The second Covid wave, riding on the back of a brutal first one, is wreaking havoc on Micro, Small and Medium Enterprises (MSMEs) and the informal sector. In many cases, they have eaten into their reserves and even their risk-taking ability (to restart their businesses) is in question. And these are among the biggest sources of jobs in the country. To compound it, six economists we interacted with are predicting that demand, which seemed to have bounced back after the first wave, will be affected once again. In other words, with demand being subdued, livelihoods will continue to suffer.

However, it is noteworthy that the situation was already dire. While many might seem to have bounced back after the first wave, a large number didn’t (of the 100 million jobs lost in April - May 2020, 15 million remained out of work) and even those that did, had 17 per cent lower income (per capita incomes of Rs 4,979 per month instead of Rs 5,989). Given this precarious situation, our interaction with NGOs indicates that the sentiments have changed this time - families don’t even have the resources for rent - and many are heading back to rural India, once again.

Further, since non-agricultural work is likely to decrease even more and demand for jobs is increasing, wage rates may fall, and the rural poor simply won’t have enough to sustain their families.

There are three aspects to consider when thinking about supporting the rural poor.
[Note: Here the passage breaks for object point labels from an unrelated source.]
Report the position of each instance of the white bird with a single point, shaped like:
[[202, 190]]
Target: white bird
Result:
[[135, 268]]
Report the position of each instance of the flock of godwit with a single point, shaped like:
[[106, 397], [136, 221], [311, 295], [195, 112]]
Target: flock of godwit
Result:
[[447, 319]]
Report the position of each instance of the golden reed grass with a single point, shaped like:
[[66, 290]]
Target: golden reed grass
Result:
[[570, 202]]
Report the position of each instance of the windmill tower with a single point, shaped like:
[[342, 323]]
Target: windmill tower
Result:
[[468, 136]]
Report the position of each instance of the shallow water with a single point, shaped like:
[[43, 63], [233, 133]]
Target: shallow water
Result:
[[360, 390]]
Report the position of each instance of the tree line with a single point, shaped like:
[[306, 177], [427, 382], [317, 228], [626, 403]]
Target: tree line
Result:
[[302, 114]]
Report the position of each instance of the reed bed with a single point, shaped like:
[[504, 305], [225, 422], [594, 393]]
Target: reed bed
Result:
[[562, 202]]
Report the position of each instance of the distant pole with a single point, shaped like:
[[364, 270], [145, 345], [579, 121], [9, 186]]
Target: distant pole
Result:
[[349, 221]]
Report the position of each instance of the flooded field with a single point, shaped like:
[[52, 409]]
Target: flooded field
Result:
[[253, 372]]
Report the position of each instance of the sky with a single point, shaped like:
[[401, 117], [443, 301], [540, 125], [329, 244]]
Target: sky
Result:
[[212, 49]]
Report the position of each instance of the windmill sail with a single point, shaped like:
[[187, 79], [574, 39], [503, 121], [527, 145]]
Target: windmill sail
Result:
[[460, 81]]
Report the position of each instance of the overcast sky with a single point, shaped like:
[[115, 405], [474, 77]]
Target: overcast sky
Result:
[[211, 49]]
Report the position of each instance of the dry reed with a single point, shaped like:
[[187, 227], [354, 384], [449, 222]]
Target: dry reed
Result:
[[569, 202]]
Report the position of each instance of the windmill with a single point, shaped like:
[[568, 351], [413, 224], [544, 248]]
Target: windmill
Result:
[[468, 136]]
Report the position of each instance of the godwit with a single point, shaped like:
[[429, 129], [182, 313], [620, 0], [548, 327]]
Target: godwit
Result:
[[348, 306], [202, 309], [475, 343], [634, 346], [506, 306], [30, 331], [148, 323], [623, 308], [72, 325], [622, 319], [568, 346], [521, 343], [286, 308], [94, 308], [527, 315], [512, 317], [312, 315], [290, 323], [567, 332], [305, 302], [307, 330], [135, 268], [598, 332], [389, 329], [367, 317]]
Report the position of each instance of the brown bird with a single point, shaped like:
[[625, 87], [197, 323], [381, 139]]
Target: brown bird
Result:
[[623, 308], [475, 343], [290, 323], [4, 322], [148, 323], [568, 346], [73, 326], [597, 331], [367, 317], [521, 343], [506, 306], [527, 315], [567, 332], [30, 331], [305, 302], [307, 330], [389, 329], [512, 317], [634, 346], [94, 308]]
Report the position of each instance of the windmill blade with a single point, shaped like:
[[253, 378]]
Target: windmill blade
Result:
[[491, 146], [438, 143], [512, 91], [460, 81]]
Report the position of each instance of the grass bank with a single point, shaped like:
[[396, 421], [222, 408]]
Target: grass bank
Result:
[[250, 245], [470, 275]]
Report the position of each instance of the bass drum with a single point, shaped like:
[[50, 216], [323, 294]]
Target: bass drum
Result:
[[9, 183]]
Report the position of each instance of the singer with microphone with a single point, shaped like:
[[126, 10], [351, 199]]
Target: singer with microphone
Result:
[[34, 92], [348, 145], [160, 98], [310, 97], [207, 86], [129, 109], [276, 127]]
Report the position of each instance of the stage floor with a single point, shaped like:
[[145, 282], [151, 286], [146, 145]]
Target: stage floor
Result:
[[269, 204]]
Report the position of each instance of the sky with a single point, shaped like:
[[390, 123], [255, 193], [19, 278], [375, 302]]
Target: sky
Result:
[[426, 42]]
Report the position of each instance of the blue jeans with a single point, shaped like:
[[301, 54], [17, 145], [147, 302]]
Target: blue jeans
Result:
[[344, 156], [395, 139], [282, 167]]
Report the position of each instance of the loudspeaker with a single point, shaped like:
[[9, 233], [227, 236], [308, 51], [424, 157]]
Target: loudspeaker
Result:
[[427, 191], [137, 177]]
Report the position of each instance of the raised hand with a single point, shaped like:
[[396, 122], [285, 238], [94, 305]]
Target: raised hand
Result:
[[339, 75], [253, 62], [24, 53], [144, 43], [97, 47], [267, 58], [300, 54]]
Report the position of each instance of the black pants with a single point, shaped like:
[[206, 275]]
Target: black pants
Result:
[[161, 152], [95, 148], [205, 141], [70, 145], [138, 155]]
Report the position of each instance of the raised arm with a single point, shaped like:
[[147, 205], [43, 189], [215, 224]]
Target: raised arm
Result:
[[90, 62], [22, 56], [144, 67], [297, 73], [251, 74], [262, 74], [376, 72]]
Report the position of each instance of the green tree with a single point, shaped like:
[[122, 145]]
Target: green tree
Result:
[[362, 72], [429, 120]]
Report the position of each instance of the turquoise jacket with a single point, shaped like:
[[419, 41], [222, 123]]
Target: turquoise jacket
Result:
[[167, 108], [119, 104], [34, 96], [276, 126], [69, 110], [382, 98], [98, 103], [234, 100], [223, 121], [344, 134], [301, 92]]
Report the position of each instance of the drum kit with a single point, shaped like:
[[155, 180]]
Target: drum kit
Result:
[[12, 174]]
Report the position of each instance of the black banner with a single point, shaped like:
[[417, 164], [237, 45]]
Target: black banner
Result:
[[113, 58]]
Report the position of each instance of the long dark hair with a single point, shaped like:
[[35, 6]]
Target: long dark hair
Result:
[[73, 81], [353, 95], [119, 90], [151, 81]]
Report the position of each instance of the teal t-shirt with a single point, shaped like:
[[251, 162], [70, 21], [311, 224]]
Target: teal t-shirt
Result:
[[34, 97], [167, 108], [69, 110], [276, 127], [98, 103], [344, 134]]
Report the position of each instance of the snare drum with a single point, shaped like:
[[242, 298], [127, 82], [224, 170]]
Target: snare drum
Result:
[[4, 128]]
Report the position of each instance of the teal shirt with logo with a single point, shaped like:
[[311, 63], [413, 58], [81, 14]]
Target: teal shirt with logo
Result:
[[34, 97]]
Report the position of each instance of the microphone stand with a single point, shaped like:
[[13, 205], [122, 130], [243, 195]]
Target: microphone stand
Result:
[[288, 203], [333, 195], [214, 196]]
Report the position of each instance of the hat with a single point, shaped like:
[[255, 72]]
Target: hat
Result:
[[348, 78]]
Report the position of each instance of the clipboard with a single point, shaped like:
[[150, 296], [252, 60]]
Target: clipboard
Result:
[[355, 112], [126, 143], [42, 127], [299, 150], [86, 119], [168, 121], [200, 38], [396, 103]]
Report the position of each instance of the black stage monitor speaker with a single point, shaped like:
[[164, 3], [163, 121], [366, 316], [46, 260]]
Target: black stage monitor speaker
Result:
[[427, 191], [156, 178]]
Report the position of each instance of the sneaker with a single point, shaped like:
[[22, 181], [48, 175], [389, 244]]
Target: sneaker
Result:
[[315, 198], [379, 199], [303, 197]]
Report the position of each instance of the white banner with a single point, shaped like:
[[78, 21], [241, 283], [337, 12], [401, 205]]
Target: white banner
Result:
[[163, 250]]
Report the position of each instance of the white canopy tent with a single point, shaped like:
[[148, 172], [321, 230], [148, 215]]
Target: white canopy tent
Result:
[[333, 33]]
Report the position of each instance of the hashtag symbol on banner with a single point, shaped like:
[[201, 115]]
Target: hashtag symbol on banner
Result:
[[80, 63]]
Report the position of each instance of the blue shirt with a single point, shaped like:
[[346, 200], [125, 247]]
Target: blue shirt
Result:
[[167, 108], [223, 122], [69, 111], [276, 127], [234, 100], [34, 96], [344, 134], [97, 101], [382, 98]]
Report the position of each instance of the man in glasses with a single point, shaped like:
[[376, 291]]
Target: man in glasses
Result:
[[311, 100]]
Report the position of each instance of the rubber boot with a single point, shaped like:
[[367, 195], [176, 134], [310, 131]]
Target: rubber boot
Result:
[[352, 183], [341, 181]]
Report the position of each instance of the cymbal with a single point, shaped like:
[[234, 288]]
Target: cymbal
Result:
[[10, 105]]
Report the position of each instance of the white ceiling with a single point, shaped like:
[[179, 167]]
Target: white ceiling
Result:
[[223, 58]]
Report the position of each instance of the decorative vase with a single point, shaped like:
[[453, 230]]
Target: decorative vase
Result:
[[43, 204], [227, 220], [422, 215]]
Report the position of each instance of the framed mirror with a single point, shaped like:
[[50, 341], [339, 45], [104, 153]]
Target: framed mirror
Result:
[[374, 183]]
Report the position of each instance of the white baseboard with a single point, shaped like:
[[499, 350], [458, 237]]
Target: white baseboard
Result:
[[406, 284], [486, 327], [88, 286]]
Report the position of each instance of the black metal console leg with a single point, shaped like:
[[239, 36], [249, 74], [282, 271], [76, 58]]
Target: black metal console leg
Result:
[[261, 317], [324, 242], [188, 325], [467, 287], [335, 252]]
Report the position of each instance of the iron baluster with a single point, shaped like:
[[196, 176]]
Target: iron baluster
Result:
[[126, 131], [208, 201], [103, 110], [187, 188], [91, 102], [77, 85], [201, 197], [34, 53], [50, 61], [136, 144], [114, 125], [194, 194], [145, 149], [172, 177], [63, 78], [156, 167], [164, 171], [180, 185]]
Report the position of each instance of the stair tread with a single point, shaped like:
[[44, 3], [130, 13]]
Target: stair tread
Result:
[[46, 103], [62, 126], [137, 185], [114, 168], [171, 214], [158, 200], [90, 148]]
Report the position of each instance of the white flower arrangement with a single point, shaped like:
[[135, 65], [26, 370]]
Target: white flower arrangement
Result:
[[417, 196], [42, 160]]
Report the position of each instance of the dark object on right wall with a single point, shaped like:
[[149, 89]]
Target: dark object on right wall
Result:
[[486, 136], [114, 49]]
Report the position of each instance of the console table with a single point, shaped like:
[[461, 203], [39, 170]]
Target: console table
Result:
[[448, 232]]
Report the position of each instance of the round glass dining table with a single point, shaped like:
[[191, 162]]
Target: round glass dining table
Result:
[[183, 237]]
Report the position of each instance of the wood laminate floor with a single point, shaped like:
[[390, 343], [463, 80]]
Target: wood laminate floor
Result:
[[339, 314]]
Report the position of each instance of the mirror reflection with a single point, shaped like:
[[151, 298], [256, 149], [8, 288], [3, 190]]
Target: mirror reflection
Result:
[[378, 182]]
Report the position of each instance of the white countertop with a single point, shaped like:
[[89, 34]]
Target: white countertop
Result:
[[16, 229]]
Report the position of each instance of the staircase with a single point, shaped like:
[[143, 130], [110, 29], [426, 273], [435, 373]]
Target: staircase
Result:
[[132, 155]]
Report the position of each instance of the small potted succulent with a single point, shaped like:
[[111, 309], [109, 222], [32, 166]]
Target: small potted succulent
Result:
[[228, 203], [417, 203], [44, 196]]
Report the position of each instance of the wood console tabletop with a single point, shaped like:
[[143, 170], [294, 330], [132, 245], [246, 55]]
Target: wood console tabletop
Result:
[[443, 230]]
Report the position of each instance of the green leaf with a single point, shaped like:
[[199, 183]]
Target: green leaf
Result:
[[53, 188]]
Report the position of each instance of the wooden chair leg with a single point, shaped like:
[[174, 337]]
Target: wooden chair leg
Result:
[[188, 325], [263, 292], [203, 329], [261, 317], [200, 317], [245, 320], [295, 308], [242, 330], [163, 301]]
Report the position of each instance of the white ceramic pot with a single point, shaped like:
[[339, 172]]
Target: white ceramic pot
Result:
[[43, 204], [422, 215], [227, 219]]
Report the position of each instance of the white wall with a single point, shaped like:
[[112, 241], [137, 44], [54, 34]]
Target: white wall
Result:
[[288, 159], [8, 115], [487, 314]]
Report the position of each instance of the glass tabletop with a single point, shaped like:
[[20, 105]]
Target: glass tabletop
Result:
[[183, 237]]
Basic sustenance that will allow them to manage in the immediate term; near-term livelihood support to ensure continuation of their livelihoods and long-term improvement that will lead to sustainable income levels in the future.

On the basic sustenance front, the government needs to significantly increase PDS allocation, boost the Mahatma Gandhi National Rural Employment Guarantee Act (MGNREGA) and cash transfers schemes. Cash transfer tools like Jan Dhan accounts might not reach all of those affected (420 million accounts of which 48 per cent are active), but they will definitely reach many of the poor and will also increase spending and boost demand. Once we get past basic sustenance, we must then turn the focus on helping those who have exhausted their savings to get back on their feet. For small and marginal farmers, this would mean money for seeds and fertilizers for the Kharif season followed by funds for pesticide and nutrition. A larger Pradhan Mantri KIsan SAmman Nidhi (PM-KISAN) with a greater amount front loaded would be a solution.

The reason these families are sinking further into poverty is because the earnings from their livelihoods has not been enough. We must leverage near and medium-term support to build long term sustainability. For agriculture, market linkages present a key opportunity. Even a 10 per cent increase in prices is a 30 plus per cent increase in income. Further, a number of private sector companies are starting to reach small farmers, and they must be encouraged. Innovative solutions by private companies that offer the farmer a chance to bypass traditional traders to get more value, should also be given support to succeed.

(The author is president, The/Nudge Foundation. He has over 25 years of experience in consulting and finding implementable scalable solutions to complex business/market problems. Views expressed are personal and do not necessarily reflect those of Outlook Magazine.)